R/: peningkatan seputum dapat merangsang nervous vagus
sehingga berakibat muat atau muntah
3) Ajarkan hygiene mulut pasien
R/: dapat menurunkan mual dan meningkatkan nafsu makan.
4) Berikan makanan porsi kecil dan sering termasuk makanan yang
menarik pasien.
R/: meningkatkan intake pada pasien

g.
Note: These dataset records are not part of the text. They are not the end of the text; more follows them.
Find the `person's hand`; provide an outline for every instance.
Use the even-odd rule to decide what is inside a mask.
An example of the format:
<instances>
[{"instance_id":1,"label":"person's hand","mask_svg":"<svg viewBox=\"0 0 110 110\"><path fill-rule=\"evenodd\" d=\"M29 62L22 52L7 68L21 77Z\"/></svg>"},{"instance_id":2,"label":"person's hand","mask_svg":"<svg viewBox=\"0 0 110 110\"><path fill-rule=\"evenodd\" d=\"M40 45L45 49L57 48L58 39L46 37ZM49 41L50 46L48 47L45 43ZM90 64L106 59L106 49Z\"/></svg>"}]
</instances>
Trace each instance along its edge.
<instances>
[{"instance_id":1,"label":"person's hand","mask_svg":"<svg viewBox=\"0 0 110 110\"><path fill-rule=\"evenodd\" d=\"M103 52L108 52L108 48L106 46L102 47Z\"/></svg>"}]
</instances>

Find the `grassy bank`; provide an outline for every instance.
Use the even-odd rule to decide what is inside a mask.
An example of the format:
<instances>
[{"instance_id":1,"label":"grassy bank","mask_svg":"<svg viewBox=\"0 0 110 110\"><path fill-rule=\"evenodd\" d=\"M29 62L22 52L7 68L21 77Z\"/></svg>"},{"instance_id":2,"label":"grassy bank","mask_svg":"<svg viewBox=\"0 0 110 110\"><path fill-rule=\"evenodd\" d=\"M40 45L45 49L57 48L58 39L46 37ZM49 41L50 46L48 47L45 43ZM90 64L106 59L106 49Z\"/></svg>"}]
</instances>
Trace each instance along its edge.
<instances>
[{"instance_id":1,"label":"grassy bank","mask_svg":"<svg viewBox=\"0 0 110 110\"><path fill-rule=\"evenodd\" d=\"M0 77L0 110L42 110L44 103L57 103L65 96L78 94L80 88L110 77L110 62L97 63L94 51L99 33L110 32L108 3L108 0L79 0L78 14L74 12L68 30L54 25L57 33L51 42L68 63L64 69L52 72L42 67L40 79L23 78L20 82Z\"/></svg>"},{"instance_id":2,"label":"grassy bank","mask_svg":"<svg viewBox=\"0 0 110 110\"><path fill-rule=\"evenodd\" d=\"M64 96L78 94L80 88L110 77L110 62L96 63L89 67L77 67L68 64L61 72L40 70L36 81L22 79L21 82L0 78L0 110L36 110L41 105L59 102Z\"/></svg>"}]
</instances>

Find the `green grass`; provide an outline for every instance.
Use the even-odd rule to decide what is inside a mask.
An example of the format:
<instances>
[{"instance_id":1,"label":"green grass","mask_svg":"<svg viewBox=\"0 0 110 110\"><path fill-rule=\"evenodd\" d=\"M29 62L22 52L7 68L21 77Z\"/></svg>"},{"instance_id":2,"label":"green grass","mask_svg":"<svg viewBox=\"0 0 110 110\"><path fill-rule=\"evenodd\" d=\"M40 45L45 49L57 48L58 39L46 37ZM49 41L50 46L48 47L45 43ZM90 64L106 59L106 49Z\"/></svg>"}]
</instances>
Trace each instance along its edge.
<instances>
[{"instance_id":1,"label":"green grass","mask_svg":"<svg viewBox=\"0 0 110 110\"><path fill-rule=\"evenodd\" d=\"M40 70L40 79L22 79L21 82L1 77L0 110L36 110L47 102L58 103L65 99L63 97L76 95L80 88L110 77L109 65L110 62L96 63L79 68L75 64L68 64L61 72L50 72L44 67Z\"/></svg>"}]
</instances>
Intoleransi aktivitas berhubungan dengan ketidakseimbangan antara


suplai dan kebutuhan oksigen Tujuan : toleransi aktivitas
KH: - pasien tidak lemas
- pasien mampu beristirahat
- TTV dalam batas normal
Intervensi :
1) Observasi respon pasien terhadap aktivitas
R/: menetapkan kebutuhan pasien sehingga memudahkan intervensi
2) Berikan lingkungan yang tenang, anjurkan penggunaan manajemen
stres
R/: menurunkan stres dapat meningkatkan istirahat
3) Jelaskan pentingnya keseimbangan istirahat dan aktivitas
R/: pembatasan aktivitas ditentukan dengan respon individual
pasien terhadap aktivitas
4) Bantu aktivitas perawatan diri yang diperlukan
R/: meminimalkan kelelahan dan menyeimbangkan suplai O2
4. Implementasi
Melaksanakan tindakan keperawatan sesuai dengan rencana
tindakan yang telah direncanakan sebelumnya.
5. Evaluasi
Evaluasi tentang semua tindakan atau terapi yang telah dilakukan
oleh perawat kepada pasien, apakah pasien mengalami kemajuan tentang
kesehatannya atau justru mengalami kemunduran. Selain iu evaluasi juga
diperlukan untuk mengetahui rencana keperawatan selanjutnnya.